Хорошо представляя последствия, Модест Платонович Одоевцев выступает против духовного оскопления нации, за что расплачивается каторгой лагеря. Сломать ему жизнь удается, превратить в раба, послушного “механического гражданина” — нет. Развернутый монолог Одоевцева-старшего, наполненный зрелыми, проницательными умозаключениями о природе, обществе, культуре, человеке, — свидетельство неукротимой мощи его духа. И в годы “оттепели” Модест Платонович, как противник декретированного, регламентированного мышления и судья тоталитарного режима, по-прежнему опасен для власти, поэтому выдворен на обочину жизни, обречен на скорое умирание.
Одоевцев-старший — личность исключительная. Но человечество не состоит из одних исключений, все не могут быть подвижниками и героями, в массе своей люди слабы. В условиях геноцида, показывает Битов, интеллигенция начинает перерождаться, утрачивая качества собственно интеллигентности и лишь продолжая их имитировать.
Второй из Одоевцевых — Отец — и воплощает тип интеллигента тоталитарной эпохи, парализованного страхом террора, внутренне раздавленного, сдавшегося на милость победителя. Ценой мимикрии и конформизма он сохраняет жизнь и благополучие, живет во лжи. Расплата за отступничество и соглашательство — духовное самоубийство: стирание индивидуальности, научное бесплодие, безнравственность. И хотя совершившееся перерождение маскируется традиционными атрибутами академической благопристойности, перед нами уже не интеллигент в исконном значении этого слова, а советский интеллигент. Советский — значит несвободный, не имеющий возможности безбоязненно мыслить, быть нравственным, загнанный в рамки жестких идеологических требований, привыкший к тому, что его дух находится в смирительной рубахе.
Процесс исчезновения интеллигенции — самого высокоразвитого, самого культурного, самого творческого социального слоя — рассматривается Битовым как проявление общей тенденции к омассовлению советского общества. Отсутствие права на свободную мысль, на выявление своего “я”, принудительное единомыслие, тоталитаризация сознания, дает понять писатель, ведут к нивелировке человеческих душ, обезличиванию людей, появлению охлоса-коллектива, враждебного ко всему, на чем лежит печать личностно-индивидуального.
Битов вскрывает превращение советского общества в массовое общество посредством сопоставления фотопортретов Одоевцева-старшего, дяди Мити, отца Альбины с лицами людей 70-х гг.
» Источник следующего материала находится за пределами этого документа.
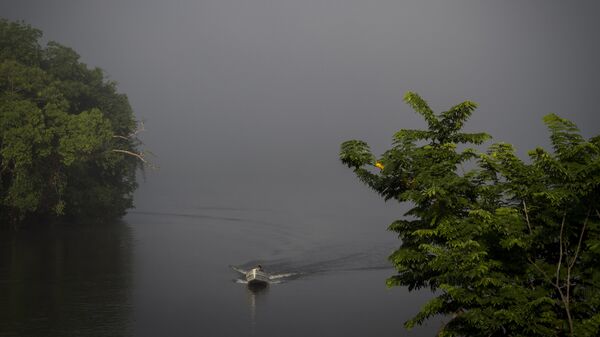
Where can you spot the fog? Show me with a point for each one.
(246, 102)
Красота ярко выраженной одухотворенности, значительности крупных человеческих личностей отличает у Битова представителей старой русской интеллигенции. “Куда делись все эти дивные лица? Их больше физически не было в природе. Лева ни разу не встречал на улицах, ни даже у себя дома… Куда сунули свои лица родители? За какой шкаф, под какой матрац?” (с. 36), — как бы от имени героя задается вопросом писатель. Характеризуя же народное праздничное гулянье в Ленинграде, Битов замечает: “Мы рассматриваем толпу, заглядываем в лицо, ищем узнать — нет лица” (с. 288). Так раскрывается мысль об омассовлении людей — закономерном результате тотальной нивелировки их. сознания и поведения.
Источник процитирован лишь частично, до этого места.